Yassine Assaadi: NLP and CNN for products (image+text) clustering
The mission is to conduct a feasibility study for a product classification engine in its initial iteration. The engine will be based on an image and a description to automate the assignment of product categories.
Preprocess the text or image data, depending on the case. Extract features from the data. Reduce the dimensionality to 2D, projecting the products onto a 2D graph where each point's color corresponds to the actual category. Analyze the graph to determine the feasibility of automatically grouping products of the same category based on descriptions or images. Perform a quantitative measure to confirm the visual analysis by calculating the similarity between the actual categories and the categories obtained from clustering. The goal is to demonstrate the feasibility of automatically grouping products of the same category using this approach.

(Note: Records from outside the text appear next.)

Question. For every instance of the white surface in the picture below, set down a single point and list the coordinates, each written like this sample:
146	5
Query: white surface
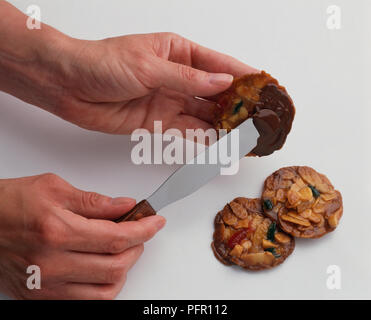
325	73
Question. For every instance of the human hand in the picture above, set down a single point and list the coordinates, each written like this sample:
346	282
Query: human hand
117	85
45	221
114	85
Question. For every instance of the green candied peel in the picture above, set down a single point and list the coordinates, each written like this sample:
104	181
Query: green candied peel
237	107
271	231
273	251
315	192
268	205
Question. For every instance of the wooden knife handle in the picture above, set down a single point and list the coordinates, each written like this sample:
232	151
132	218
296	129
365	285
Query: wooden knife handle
141	210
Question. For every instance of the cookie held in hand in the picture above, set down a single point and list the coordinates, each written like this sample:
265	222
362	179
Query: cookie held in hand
245	237
303	201
257	96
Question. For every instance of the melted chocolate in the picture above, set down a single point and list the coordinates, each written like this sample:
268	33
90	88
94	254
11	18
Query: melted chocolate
272	119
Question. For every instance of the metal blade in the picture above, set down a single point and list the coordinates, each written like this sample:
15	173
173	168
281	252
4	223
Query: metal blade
193	175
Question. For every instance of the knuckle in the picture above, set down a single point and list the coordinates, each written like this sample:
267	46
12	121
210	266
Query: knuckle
90	199
51	231
119	244
106	294
145	73
49	178
116	271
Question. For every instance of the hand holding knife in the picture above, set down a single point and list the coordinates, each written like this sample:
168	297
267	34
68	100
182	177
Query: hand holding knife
192	176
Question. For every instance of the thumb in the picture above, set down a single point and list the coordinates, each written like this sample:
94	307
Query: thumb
185	79
96	206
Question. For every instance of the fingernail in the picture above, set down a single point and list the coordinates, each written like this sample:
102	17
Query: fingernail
121	201
220	79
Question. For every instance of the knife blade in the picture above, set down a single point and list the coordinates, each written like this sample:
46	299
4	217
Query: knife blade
194	174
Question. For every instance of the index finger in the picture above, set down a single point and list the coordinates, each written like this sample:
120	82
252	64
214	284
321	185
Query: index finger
184	51
104	236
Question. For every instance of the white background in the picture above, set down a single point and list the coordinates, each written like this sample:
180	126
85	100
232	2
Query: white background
325	72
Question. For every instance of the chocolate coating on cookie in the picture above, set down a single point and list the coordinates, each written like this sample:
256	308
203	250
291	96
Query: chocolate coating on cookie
258	96
303	201
245	237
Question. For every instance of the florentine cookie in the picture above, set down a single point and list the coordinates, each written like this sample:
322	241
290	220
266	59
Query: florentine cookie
245	237
257	96
303	201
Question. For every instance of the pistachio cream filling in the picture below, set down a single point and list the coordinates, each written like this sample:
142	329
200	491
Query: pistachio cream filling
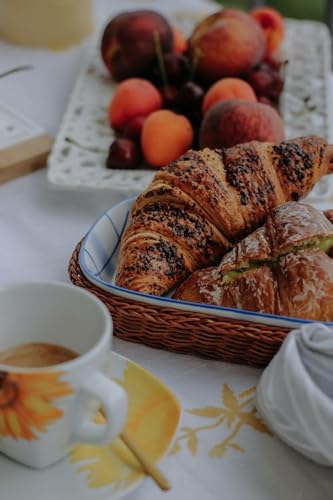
324	245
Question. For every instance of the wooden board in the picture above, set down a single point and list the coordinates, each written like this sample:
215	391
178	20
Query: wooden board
24	157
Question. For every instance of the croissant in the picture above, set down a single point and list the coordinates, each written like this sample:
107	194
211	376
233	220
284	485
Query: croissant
199	206
281	268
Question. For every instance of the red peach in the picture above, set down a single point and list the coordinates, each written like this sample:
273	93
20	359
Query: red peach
129	45
228	88
234	121
272	24
227	43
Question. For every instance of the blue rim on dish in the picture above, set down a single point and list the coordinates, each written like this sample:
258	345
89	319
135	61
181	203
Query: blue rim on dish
96	260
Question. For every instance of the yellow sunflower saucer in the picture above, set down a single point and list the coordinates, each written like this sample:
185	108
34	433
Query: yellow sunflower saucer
111	471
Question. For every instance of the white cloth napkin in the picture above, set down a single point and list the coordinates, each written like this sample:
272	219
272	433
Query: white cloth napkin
295	393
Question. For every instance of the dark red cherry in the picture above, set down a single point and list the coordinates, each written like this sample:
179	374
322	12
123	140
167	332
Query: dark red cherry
123	154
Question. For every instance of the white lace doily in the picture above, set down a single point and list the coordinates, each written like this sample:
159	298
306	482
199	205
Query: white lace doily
305	107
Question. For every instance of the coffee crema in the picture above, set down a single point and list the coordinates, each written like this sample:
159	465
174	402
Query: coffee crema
36	355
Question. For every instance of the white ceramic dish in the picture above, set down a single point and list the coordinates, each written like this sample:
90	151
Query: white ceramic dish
304	106
98	261
106	472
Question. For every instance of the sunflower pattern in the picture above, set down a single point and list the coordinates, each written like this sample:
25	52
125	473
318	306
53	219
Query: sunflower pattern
153	416
26	403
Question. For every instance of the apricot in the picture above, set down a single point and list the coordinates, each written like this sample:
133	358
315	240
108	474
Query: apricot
128	45
272	24
179	40
228	88
227	43
165	136
133	97
235	121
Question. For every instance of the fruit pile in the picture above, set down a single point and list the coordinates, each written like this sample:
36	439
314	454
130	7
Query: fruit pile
218	88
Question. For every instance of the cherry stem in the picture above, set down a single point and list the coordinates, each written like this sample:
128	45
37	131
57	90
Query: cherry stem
195	60
160	60
92	149
15	70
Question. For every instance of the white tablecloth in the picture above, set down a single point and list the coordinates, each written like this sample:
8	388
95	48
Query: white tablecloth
40	226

To extract text features, the following approaches need to be implemented:
Two bag-of-words approaches: simple word counting and TF-IDF.
A traditional word/sentence embedding approach using Word2Vec (or Glove or FastText).
A word/sentence embedding approach using BERT.
A word/sentence embedding approach using USE (Universal Sentence Encoder).
Attached is an example implementation of these text feature extraction approaches on a different dataset. It is recommended to use it as a starting point to save time.
To extract image features, the following need to be implemented:
SIFT algorithm.
A CNN Transfer Learning algorithm.